Sensor Fusion of LiDAR and Camera — An Overview

4 min readJul 29, 2018

--

LiDAR and Camera are sensors that are widely seen in almost every autonomous robots, including the self-driving cars. Recently, I had to dig deep into how LiDAR and camera can be fused and had to read through a few research papers to understand what it really means and how it is done. Below are the summary of the learning that I had.

LiDAR

LiDAR, or light detection and ranging, is a sensor that throws out laser rays and provides points in the environment around based on the light rays that reflects on the surroundings and come back.

Recent LiDARs provide a 360° horizontal field of view (FOV) and a limited vertical FOV. The main advantage of a LiDAR is that it gives highly accurate depth values. But, their output is sparse, i.e., they don’t give a very high resolution output.
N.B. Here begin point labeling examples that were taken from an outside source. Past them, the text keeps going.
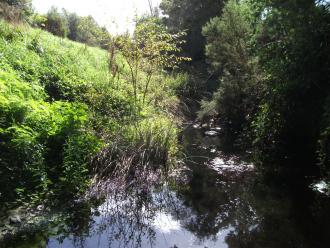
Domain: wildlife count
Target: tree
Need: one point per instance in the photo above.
(150, 49)
(229, 51)
(57, 23)
(191, 16)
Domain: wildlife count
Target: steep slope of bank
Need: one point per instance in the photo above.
(60, 106)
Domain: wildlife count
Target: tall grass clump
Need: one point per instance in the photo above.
(66, 118)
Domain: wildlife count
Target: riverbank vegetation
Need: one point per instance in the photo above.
(76, 112)
(65, 107)
(271, 59)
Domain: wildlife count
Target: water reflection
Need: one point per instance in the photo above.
(226, 209)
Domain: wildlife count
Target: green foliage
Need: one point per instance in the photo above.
(273, 61)
(229, 50)
(60, 105)
(191, 16)
(150, 50)
(57, 23)
(16, 10)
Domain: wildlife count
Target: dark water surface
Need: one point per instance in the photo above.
(223, 204)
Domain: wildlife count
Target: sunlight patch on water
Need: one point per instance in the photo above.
(165, 223)
(321, 187)
(229, 165)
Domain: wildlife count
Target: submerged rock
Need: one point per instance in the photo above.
(212, 133)
(321, 187)
(16, 219)
(223, 165)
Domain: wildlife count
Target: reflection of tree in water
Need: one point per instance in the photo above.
(128, 213)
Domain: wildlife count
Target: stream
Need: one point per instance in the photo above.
(219, 201)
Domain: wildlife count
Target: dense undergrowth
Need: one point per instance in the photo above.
(273, 94)
(61, 107)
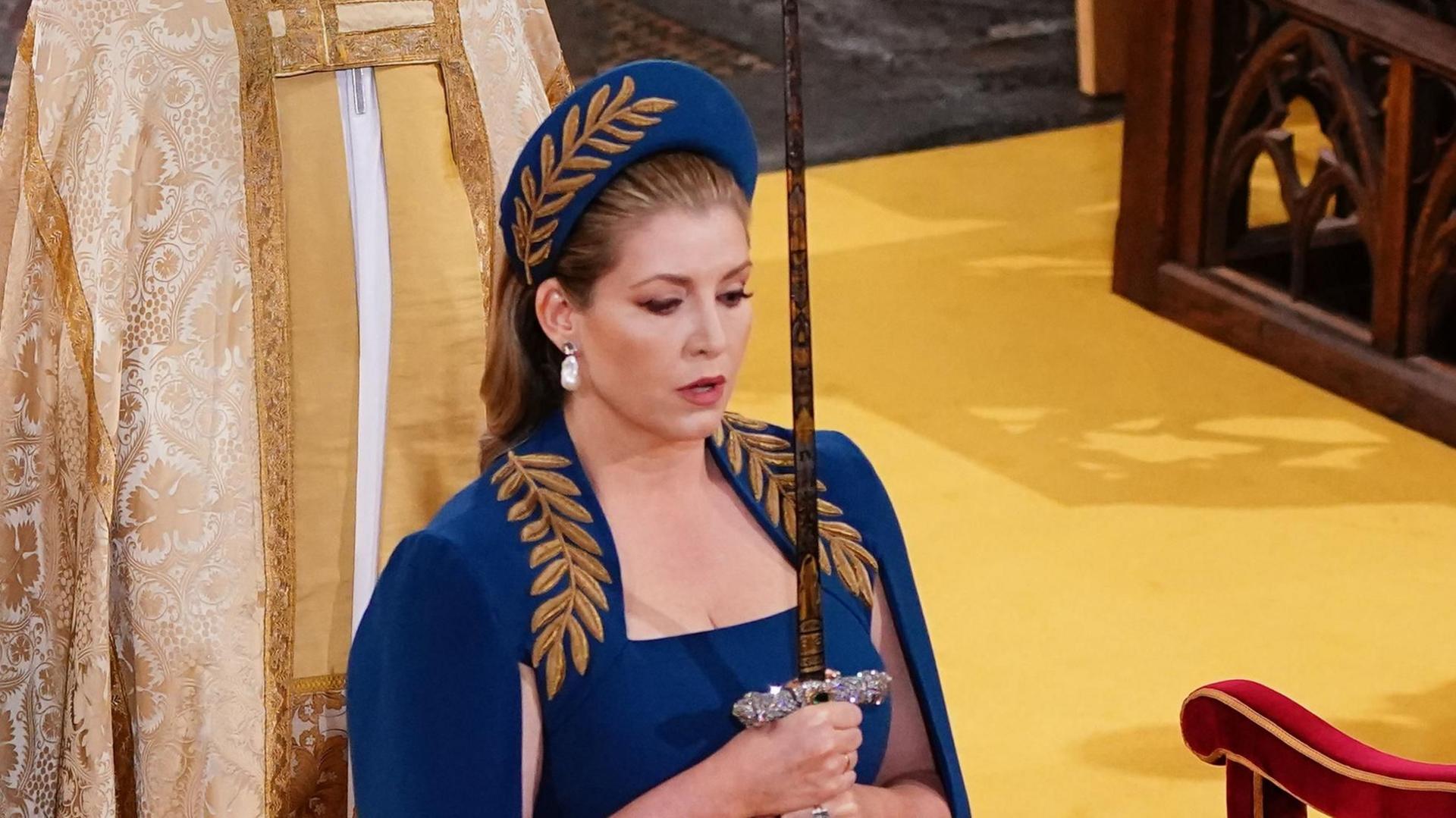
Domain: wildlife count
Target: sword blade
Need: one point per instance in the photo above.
(801, 362)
Point Cloud output from a LiDAR (Source: https://www.youtube.com/watch?v=Se5U2ne5eLk)

Camera

Camera is a sensor that gives us images. It is the one that we have in our smartphones these days and are very good in giving rich information about the world. It provides high resolution outputs. The disadvantage of a camera is that it has a limited FOV and gives us no depth information, although there are stereo cameras available that can give depth values.
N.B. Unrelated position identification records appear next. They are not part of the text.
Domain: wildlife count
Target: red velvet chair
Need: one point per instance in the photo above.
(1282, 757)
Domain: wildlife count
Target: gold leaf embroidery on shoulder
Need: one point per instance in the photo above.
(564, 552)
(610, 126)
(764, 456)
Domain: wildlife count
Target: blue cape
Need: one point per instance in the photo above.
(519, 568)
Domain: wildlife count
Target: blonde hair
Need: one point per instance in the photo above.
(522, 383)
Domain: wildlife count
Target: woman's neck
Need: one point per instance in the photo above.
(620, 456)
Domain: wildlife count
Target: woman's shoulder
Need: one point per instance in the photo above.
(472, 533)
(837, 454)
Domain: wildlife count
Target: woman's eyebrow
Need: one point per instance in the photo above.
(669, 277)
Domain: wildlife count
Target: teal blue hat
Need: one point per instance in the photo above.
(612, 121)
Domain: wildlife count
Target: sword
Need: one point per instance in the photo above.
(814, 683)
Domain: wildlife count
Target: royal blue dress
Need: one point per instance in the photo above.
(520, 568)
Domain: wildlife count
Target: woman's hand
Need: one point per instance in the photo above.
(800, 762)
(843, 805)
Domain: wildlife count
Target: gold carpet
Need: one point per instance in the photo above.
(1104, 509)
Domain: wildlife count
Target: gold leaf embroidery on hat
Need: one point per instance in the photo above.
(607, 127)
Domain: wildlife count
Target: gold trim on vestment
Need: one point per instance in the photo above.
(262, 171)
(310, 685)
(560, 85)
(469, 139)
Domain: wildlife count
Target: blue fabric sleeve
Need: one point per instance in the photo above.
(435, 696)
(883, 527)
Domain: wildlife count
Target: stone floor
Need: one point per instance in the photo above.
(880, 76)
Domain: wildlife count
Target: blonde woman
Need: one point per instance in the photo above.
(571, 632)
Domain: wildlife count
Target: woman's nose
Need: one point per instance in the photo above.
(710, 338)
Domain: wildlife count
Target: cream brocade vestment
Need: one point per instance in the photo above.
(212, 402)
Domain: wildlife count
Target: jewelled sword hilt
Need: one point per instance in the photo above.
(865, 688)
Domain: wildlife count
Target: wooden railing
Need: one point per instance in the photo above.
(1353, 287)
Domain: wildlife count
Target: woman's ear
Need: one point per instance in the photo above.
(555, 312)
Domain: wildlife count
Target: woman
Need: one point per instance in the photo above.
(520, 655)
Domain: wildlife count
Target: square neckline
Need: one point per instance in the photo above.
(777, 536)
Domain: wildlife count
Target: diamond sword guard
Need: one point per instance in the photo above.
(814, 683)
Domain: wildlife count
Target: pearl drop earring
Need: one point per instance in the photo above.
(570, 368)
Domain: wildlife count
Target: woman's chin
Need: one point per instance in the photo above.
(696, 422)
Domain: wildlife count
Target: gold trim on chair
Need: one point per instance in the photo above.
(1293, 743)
Image from camera (Source: https://kiriproject.wordpress.com/2015/08/03/vehicle-dataset/)

Sensor Fusion

Combining the outputs from the LiDAR and camera help in overcoming their individual limitations. The fusion provides confident results for the various applications, be it in depth finding from an image or object detection applications.

Fusion of camera and LiDAR can be done in two ways — fusion of data or fusion of the results.

Data Fusion

Fusion of data is the overlapping of the camera image and LiDAR point cloud so that we get depth information for the pixels in the camera image.

LiDAR points over the camera image (Source: https://www.youtube.com/watch?v=8Kc1UHrI_9o)

This fusion requires finding the intersection of the FOV’s of the LiDAR and camera and then assigning the remaining points in the point cloud to corresponding pixel in the image. This output then could be upsampled to obtain depth values for all the pixels in the image.

Output Fusion

Fusion of results is where, say we do object detection in the camera image and in the LiDAR point cloud separately, and fuse the results to increase our confidence.

Result fusion block diagram (Source: Link)

We process the camera image separately, get an output and verify against the processed LiDAR output or vice-versa. This is a very useful fusion method since it can help in increasing the reliability of a system.

The major focus area is to find a suitable way to transform from one space to another, ideally in real time. This allows us to find the points in the LiDAR space that corresponds to certain pixels or vice-versa.

There are a lot of sub problems in the fusion of LiDAR and camera including the manual and automatic calibration of these sensors, up sampling the depth images etc., and there are plenty of research papers on each of these topics.

The LiDAR and camera market is expected to reach $52.5B in 2032 [Source]. The fusion of these sensors is playing a significant role in perceiving the environment in many applications including the autonomous domain. Reliable fusion is also critical in the safety aspect of these technologies. Many challenges lie ahead and it is one of the exciting problems in this industry.